In this tutorial, we're going to build a Chaos Button. You press it once, and it spawns a random number of explosions across the map. No more manual wiring. No more copy-pasting logic. We're going to use Loops—the programming equivalent of "do this thing X times"—to automate the chaos.
What You'll Learn
- What a Loop is (and why it's better than hitting F5 on your code).
- How to use a For Loop to repeat actions a set number of times.
- How to use Random values inside a loop to create unpredictable gameplay.

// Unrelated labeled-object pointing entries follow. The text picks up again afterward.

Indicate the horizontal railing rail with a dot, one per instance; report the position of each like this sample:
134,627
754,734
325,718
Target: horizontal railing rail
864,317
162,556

- How to write clean, bug-free Verse code that actually works in UEFN.
How It Works
What is a Loop?
In Fortnite, if you want to run around the island three times, you don't run, stop, restart, run, stop, restart. You just say, "Run three laps."

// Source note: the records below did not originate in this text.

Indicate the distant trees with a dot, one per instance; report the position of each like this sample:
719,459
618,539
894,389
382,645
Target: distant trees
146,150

In programming, a Loop is a structure that repeats a block of code multiple times. Instead of writing the same line of code ten times, you write it once and tell the computer, "Do this ten times."
Think of it like a Storm Timer. The storm doesn't shrink once and stop; it shrinks, waits, shrinks again, waits, and so on, until the storm phase is complete. That's a loop.
The "For Loop"
The most common type of loop is the For Loop. It's perfect for when you know exactly how many times you want to repeat something.

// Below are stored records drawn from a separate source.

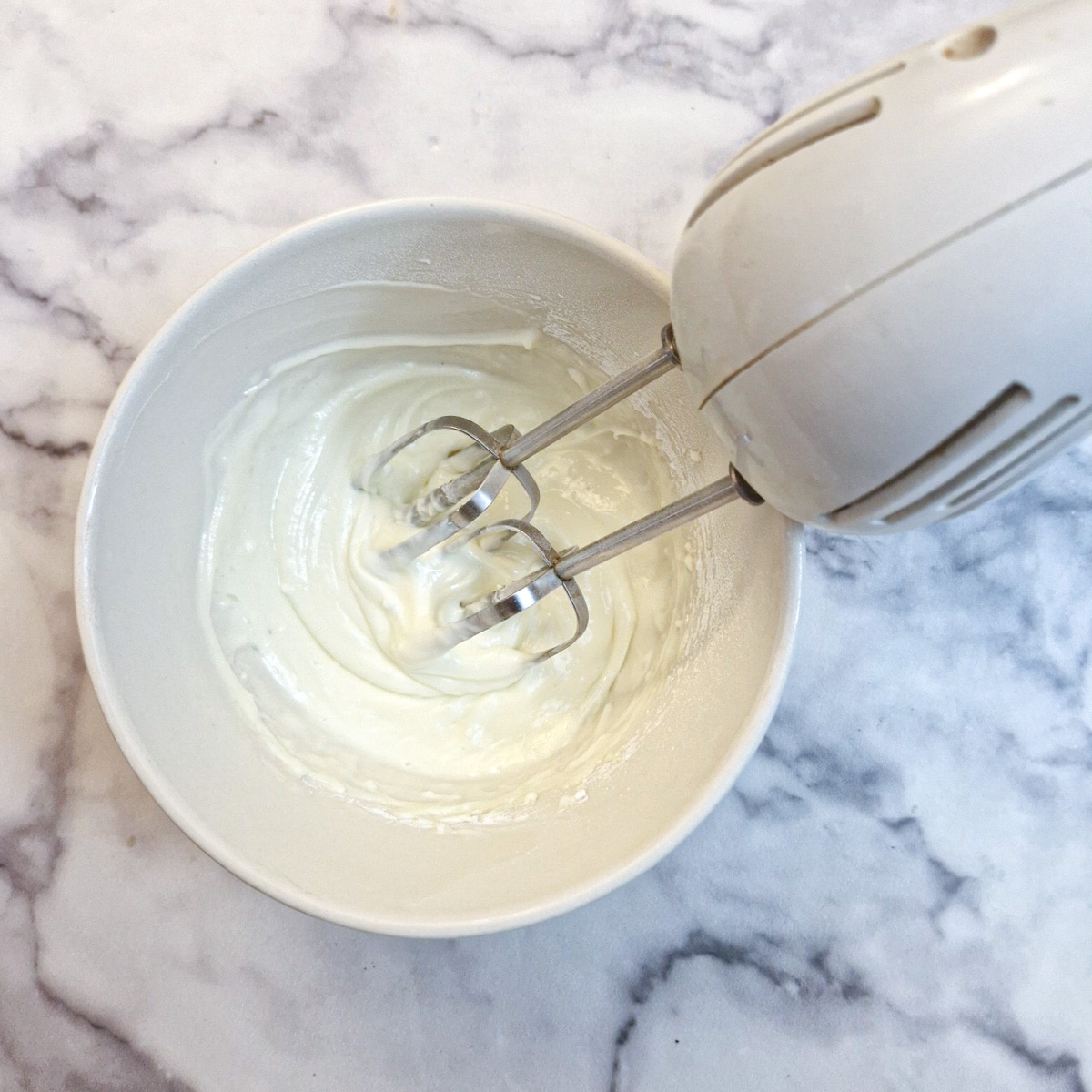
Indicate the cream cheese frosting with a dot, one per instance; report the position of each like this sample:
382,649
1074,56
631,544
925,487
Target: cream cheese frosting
314,631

Pseudocode (fake code for planning) looks like this:
Repeat 5 Times {
Spawn an enemy
}
In Verse, we use a special counter variable (usually called i or index) to keep track of which repetition we're on. It's like a lap counter in a racing game.
Why Use Loops?
- Speed: Write once, repeat forever.
- Consistency: You won't forget to wire up the 7th spawner because you got tired.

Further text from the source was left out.